Preleukoplakia is defined as a low-grade or very mild reaction of the oral mucosa, appearing as a gray or grayish-white, but never completely white area with a slightly lobular pattern and with indistinct borders blending into the adjacent normal mucosa (Pindborg et al, 1968).
The adjective ‘nonhomogeneous’ is applicable both to the aspect of color, i.e. mixture of white and red changes (erythroleukoplakia) and to the aspect of texture, i.e. exophytic, papillary or verrucous. With regard to the latter lesions, no reproducible clinical criteria can be provided to distinguish (proliferative) verrucous leukoplakia from the clinical aspect of verrucous hyperplasia or verrucous carcinoma. The homogeneous type is usually otherwise asymptomatic, whereas the nonhomogeneous (mixed white and red) leukoplakia are often associated with mild complaints of localized pain or discomfort.
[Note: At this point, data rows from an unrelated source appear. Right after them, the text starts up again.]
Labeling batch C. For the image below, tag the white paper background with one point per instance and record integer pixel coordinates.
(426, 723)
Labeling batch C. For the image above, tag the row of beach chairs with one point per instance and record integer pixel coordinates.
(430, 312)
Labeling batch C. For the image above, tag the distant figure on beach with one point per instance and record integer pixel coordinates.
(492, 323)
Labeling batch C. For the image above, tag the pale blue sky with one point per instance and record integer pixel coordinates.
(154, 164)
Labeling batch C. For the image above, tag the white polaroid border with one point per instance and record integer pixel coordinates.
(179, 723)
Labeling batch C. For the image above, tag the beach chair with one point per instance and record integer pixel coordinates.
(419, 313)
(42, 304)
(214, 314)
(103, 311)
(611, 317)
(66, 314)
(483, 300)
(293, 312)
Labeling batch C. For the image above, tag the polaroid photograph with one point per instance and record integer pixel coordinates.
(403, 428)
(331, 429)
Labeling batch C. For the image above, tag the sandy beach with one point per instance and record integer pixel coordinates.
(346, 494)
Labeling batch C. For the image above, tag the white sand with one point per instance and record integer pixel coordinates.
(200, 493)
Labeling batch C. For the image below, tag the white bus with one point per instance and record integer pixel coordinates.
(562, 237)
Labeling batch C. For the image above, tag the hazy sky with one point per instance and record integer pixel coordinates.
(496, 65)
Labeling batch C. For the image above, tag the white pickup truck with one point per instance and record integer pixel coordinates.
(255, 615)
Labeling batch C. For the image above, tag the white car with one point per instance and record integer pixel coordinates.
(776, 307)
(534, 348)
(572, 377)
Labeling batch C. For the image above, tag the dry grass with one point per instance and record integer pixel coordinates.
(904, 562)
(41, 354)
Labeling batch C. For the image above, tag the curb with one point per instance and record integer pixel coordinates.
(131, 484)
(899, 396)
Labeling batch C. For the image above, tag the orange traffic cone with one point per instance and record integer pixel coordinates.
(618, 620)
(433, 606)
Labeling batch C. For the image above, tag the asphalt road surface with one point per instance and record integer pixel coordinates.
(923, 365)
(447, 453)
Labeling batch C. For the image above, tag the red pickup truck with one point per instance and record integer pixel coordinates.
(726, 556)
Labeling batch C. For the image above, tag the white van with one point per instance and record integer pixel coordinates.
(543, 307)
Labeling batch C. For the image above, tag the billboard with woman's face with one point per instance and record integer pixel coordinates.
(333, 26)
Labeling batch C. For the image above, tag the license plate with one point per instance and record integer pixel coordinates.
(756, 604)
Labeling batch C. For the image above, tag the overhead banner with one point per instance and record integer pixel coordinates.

In the presence of redness or palpable induration, malignancy may already be present (Fig. 2-7).
Proliferative verrucous leukoplakia (PVL) and verrucous hyperplasia (VH) are two related oral mucosal lesions. The terms; however, are not clinically or pathologically interchangeable. The term PVL is preferably a clinical one, but the diagnosis of VH, on the other hand, must be made histologically.